Thursday, August 26, 2010

Journal entry #5 – Legacy continues

I just had a thought: What if students are asked to determine whether events –big events -- have left legacies or not?  This is related to my last journal entry where I’m finding lots of great books about people involved in changing situations, yet the books are often not explicit about people being driven by the idea of leaving a legacy.

In pursuing the idea of legacy on the internet, I saw how the word ‘legacy’ is commonly seen as “a given”, that a big event does indeed leave a legacy.  But is this always true or just an easy, trite cliché? Is there only one legacy or how many?  Is it always apparent as to what the legacy is? Is this something linear or more tangential?

I’m thinking about the book like Hitler Youth: Growing up in Hitler’s Shadow by Susan Bartoletti, which is a fantastic compelling look at how the Nazis trained young people into following fascist thinking. Was there a legacy from this early indoctrination? What is/was it?

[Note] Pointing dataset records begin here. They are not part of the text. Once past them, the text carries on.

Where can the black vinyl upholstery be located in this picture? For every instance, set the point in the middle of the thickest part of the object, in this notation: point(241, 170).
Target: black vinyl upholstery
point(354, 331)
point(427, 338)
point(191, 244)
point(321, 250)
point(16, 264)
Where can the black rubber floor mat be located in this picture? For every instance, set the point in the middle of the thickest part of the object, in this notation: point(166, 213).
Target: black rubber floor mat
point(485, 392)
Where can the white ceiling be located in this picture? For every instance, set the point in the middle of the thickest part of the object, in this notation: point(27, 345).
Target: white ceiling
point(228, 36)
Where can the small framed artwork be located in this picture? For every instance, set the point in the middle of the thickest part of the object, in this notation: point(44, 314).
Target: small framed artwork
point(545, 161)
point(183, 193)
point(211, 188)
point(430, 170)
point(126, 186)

A more contemporary scenario is the US and 9/11.  Lots of great books to support looking at this event like September roses by Jeanette Winter (823 W7338S PIC BK) or  Ask me no questions by Marina Tamar Budhos (823 B859A FIC) (this is recommended for grades 7 and up but because Nellie McClung Elementary School has in past years selected materials above grade level, I will suggest this item to them.) But what is the legacy of this occasion (besides more airport security)?  Is it different for the individual compared to society? When does a legacy become apparent?  Is it too soon to determine?

Would students be able to follow through on this? Could they discover the connections between the past and the present and determine for themselves what legacies have been left from the Hitler Youth or 9/11?

Lots to think about, but great critical thinking possibilities.